In consideration of the OQUAL™ system as a screening method our analysis suggests an OQUAL™ cut-off score of 3, i.e. 2 or less visible gratings, might be optimal giving a sensitivity of 39% and specificity of 85% for visually significant cataracts. Whilst this is not ideal such a rapid and easy assessment may well have a place as an adjunctive test in a case-finding/screening strategy.

The summative nature of the OQUAL™ grade means it does not report cataract types and is less suited for early lens opacity. Thus its place would be much more in a resource poor setting in which there is severe disease with a need to detect those suitable for surgery rapidly and easily. In contrast the LOCS III grading system supplies detail of early cataract type and severity which is well suited to research questions investigating cataract progression.

Other assessment mechanisms have been proposed in such settings such as the use of digital camera images [29] and a red-light diode emitting device [30] in addition to clinical examination. All of these systems rely on the red reflex or direct view of the lens. OQUAL™ uses an alternative optical assessment since it measures the degradation of image formation by the lens. This relates most nearly to the primary symptom of cataract formation, namely image degradation by lens opacity. In addition it provides a scale of image degradation for analysis.

The OQUAL™ grid is a cataract grading system which addresses problems faced by the existing detailed grading systems which are too expensive or technically difficult to operate.
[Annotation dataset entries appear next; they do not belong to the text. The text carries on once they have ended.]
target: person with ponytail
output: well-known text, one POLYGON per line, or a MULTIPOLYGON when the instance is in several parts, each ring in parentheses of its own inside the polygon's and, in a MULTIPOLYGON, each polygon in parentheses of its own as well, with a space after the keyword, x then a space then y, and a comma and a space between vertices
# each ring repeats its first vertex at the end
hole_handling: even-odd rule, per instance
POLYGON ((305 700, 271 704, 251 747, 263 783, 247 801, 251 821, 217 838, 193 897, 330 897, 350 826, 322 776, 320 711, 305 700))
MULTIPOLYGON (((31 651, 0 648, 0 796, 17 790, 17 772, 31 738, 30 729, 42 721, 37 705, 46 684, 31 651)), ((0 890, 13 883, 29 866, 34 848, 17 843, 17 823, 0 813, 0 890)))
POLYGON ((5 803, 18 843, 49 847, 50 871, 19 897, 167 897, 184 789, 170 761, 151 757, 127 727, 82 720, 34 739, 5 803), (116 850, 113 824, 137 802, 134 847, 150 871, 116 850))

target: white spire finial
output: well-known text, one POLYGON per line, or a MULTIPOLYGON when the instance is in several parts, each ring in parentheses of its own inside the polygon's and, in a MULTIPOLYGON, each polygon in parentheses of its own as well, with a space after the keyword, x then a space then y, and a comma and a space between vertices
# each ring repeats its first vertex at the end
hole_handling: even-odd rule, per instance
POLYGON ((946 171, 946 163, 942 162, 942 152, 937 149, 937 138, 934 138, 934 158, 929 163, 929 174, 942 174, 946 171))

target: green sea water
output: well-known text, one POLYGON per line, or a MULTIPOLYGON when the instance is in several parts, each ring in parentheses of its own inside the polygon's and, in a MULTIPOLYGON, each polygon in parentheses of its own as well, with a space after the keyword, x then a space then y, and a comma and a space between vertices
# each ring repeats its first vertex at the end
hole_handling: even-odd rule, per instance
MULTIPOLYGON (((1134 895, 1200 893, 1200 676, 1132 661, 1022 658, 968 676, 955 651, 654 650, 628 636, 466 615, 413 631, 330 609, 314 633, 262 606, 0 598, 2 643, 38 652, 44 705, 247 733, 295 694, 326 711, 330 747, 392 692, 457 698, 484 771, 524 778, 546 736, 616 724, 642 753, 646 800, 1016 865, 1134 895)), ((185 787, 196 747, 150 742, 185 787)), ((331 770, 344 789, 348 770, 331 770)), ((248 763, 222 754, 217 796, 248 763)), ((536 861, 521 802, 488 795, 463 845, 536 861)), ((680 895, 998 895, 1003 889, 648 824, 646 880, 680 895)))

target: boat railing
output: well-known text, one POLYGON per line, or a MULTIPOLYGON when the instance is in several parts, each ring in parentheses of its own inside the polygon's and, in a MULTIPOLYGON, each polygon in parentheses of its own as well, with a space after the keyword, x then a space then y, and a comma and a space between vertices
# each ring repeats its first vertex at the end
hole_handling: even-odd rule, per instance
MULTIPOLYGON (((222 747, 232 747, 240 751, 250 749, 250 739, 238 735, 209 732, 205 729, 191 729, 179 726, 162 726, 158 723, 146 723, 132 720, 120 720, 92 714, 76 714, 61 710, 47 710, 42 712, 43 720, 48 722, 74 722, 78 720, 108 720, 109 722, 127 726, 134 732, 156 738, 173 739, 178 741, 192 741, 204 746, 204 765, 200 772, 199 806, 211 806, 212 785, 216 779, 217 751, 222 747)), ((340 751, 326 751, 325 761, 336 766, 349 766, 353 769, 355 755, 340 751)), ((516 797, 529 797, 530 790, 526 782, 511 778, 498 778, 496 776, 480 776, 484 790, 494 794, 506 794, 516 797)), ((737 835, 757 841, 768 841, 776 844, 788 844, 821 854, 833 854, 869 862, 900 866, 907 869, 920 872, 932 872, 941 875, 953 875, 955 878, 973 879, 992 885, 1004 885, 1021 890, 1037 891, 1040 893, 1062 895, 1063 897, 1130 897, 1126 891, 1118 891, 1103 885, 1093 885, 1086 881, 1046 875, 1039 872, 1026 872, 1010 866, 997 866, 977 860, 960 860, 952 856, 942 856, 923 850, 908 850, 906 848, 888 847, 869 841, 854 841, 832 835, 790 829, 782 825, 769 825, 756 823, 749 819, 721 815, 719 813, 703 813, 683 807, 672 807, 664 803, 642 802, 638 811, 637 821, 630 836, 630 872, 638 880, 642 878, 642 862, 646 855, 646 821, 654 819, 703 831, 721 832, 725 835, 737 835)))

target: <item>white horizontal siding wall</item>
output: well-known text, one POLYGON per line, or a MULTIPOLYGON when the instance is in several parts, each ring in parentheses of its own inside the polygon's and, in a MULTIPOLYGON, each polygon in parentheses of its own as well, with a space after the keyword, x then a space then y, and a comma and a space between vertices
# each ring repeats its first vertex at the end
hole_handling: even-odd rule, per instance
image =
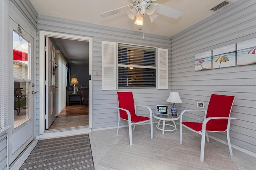
MULTIPOLYGON (((177 104, 180 113, 198 109, 197 101, 207 109, 212 93, 236 96, 231 116, 237 119, 231 121, 231 142, 254 152, 256 65, 195 71, 194 60, 196 53, 256 37, 256 9, 255 1, 238 1, 172 37, 171 66, 171 91, 179 92, 183 102, 177 104)), ((191 114, 185 120, 198 119, 191 114)), ((210 134, 226 141, 220 133, 210 134)))
MULTIPOLYGON (((86 37, 93 39, 92 114, 93 128, 109 127, 117 125, 117 96, 116 90, 102 90, 101 42, 106 41, 150 46, 168 49, 170 61, 170 37, 144 34, 97 25, 74 22, 60 18, 38 16, 39 30, 52 31, 86 37), (98 73, 98 75, 97 75, 98 73)), ((122 22, 122 20, 120 21, 122 22)), ((120 23, 120 24, 122 24, 120 23)), ((38 36, 36 39, 37 70, 38 64, 38 36)), ((170 79, 170 66, 169 79, 170 79)), ((40 75, 37 74, 37 81, 40 75)), ((166 101, 169 96, 169 89, 165 90, 134 90, 136 104, 148 106, 156 111, 157 105, 170 105, 166 101)), ((131 90, 128 90, 131 91, 131 90)), ((37 100, 37 102, 38 100, 37 100)), ((39 105, 39 103, 38 103, 39 105)), ((39 123, 39 111, 36 109, 37 126, 39 123)), ((120 125, 126 125, 122 121, 120 125)), ((37 128, 36 134, 38 134, 37 128)))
It agrees with LOCS III readings particularly in the case of uniquely nuclear sclerotic cataracts which are regarded as the most challenging to grade. It reflects visual acuity data particularly for more severely affected acuities and may have particular use in a rural setting in which it could be easily implemented by a technician for case finding and large-scale projects.

Conflict of Interest

The authors declare no conflict of interest.


It is with deep regret we report the death of Professor Weale, the original inventor of the OQUAL™. We gratefully acknowledge the support for this study by BandAid via a Fight for Sight grant number 512827, those who helped Dr. Bekele with data collection and all the patients who participated in this study. Mr Pak Sang Lee assisted in our graphical illustrations.